Every now and then, usually due to prolonged economic and social instability, the percentage jumps to a majority of voters, resulting in fascist-like forms of elected government that parade chosen objects of hostility (usually identified racially, religiously, ethnically, or culturally for they are the easiest to identify).

Americans have generally turned their backs on third parties. I recall the fate of the parties supporting George Wallace and Henry Wallace in 1948. In 1936, if Huey Long had not been assassinated the year before, my guess is that FDR would have been pitted against a similar grouping of left and right reactionaries formed into a third party to protest against Roosevelt's leading us down the road to socialism or not handing out $200 a month to every American over the age of sixty (the Townsend Plan). And, because the Great Depression was still affecting "one third of America," as FDR admitted in his 1937 inaugural address, under Sen. Long's leadership, a third party might have performed well at the polls.

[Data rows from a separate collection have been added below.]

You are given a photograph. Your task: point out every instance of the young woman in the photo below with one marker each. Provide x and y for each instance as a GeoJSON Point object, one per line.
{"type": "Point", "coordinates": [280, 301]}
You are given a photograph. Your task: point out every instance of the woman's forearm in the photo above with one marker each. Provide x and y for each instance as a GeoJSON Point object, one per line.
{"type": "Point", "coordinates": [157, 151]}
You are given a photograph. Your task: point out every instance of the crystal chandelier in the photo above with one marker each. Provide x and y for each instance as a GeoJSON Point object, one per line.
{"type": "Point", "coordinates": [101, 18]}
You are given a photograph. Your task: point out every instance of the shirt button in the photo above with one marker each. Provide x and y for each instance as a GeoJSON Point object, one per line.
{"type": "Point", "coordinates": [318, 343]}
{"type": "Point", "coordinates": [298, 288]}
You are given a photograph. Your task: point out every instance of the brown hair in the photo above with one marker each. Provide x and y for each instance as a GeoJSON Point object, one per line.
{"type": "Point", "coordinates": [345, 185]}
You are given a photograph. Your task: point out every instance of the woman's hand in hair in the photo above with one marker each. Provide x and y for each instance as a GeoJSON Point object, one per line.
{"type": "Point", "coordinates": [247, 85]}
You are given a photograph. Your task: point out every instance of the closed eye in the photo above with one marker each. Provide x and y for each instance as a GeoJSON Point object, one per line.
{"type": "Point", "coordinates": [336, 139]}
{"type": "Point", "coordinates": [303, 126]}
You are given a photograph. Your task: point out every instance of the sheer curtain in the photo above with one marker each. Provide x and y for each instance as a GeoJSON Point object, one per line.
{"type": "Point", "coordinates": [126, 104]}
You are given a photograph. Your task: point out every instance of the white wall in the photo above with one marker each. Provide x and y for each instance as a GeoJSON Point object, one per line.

These thoughts bring me to 2012 and our next presidential race, which has already begun in earnest. Will a split between the very far right wing and the very, very far right wing explode at the Republican Party's nominating convention, and a third party emerge? Or, will the Republican leadership be clever enough to paper over their party's differences (indeed, the split may not be that wide!) and nominate a "compromise" slate that could save the party from the kind of defeat they suffered in 1912 when Theodore Roosevelt's "progressives" formed a third party and pushed the Democrat Woodrow Wilson into the White House?

I see a real fight coming at the Republican convention, one which may be so deep and hostile that issues such as that of President Obama's racial and religious identity may be thrown down for all to see. Television will, of course, play a large part in covering the "goings on" of the nominating process. And what about the protesters outside the convention hall? It should be fun to watch!

Unfortunately, Hofstadter has not written about such a scene, but if asked today, he might respond with a quirky smile and say: "Well, what did you expect from a crowd in a crowded auditorium suffering from that mindset?"